Oh Young Mi, Kwon Young Eun, Kim Joo Mi, Bae Sung Jun, Lee Bo Keun, Yoo Soon Ji, Chung Chin Ha, Deshaies Raymond J, Seol Jae Hong
School of Biological Sciences, Research Center for Functional Cellulomics, Seoul National University, Seoul 151-742, Korea.
Nat Cell Biol. 2009 Mar;11(3):295-302. doi: 10.1038/ncb1837. Epub 2009 Feb 1.

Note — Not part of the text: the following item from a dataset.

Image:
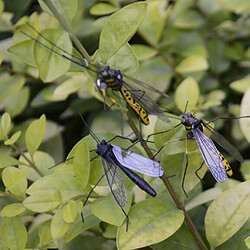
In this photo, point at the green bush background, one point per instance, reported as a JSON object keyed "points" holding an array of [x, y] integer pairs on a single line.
{"points": [[192, 50]]}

Chfr is a ubiquitin ligase that functions in the mitotic checkpoint by delaying entry into metaphase in response to mitotic stress. It has been suggested that Chfr is a tumour suppressor as Chfr is frequently silenced in human cancers. To better understand how Chfr activity relates to cell-cycle progression and tumorigenesis, we sought to identify Chfr-interacting proteins using affinity purification combined with mass spectrometry. Histone deacetylase 1 (HDAC1), which represses transcription by deacetylating histones, was newly isolated as a Chfr-interacting protein. Chfr binds and downregulates HDAC1 by inducing its polyubiquitylation, both in vitro and in vivo. Ectopic expression of Chfr in cancer cells that normally do not express it results in downregulation of HDAC1, leading to upregulation of the Cdk inhibitor p21(CIP1/WAF1) and the metastasis suppressors KAI1 and E-cadherin. Coincident with these changes, cells arrest in the G1 phase of the cell cycle and become less invasive. Collectively, our data suggest that Chfr functions as a tumour suppressor by regulating HDAC1.
Chfr是一种泛素连接酶,通过响应有丝分裂应激延迟进入中期而在有丝分裂检查点发挥作用。有人提出Chfr是一种肿瘤抑制因子,因为Chfr在人类癌症中经常沉默。为了更好地理解Chfr活性与细胞周期进程和肿瘤发生的关系,我们试图通过亲和纯化结合质谱法鉴定与Chfr相互作用的蛋白质。组蛋白去乙酰化酶1(HDAC1),通过使组蛋白去乙酰化来抑制转录,被新分离为一种与Chfr相互作用的蛋白质。Chfr在体外和体内通过诱导HDAC1的多聚泛素化来结合并下调HDAC1。在通常不表达Chfr的癌细胞中异位表达Chfr会导致HDAC1下调,从而导致细胞周期蛋白依赖性激酶抑制剂p21(CIP1/WAF1)以及转移抑制因子KAI1和E-钙黏蛋白上调。与这些变化一致,细胞停滞在细胞周期的G1期且侵袭性降低。总体而言,我们的数据表明Chfr通过调节HDAC1发挥肿瘤抑制因子的作用。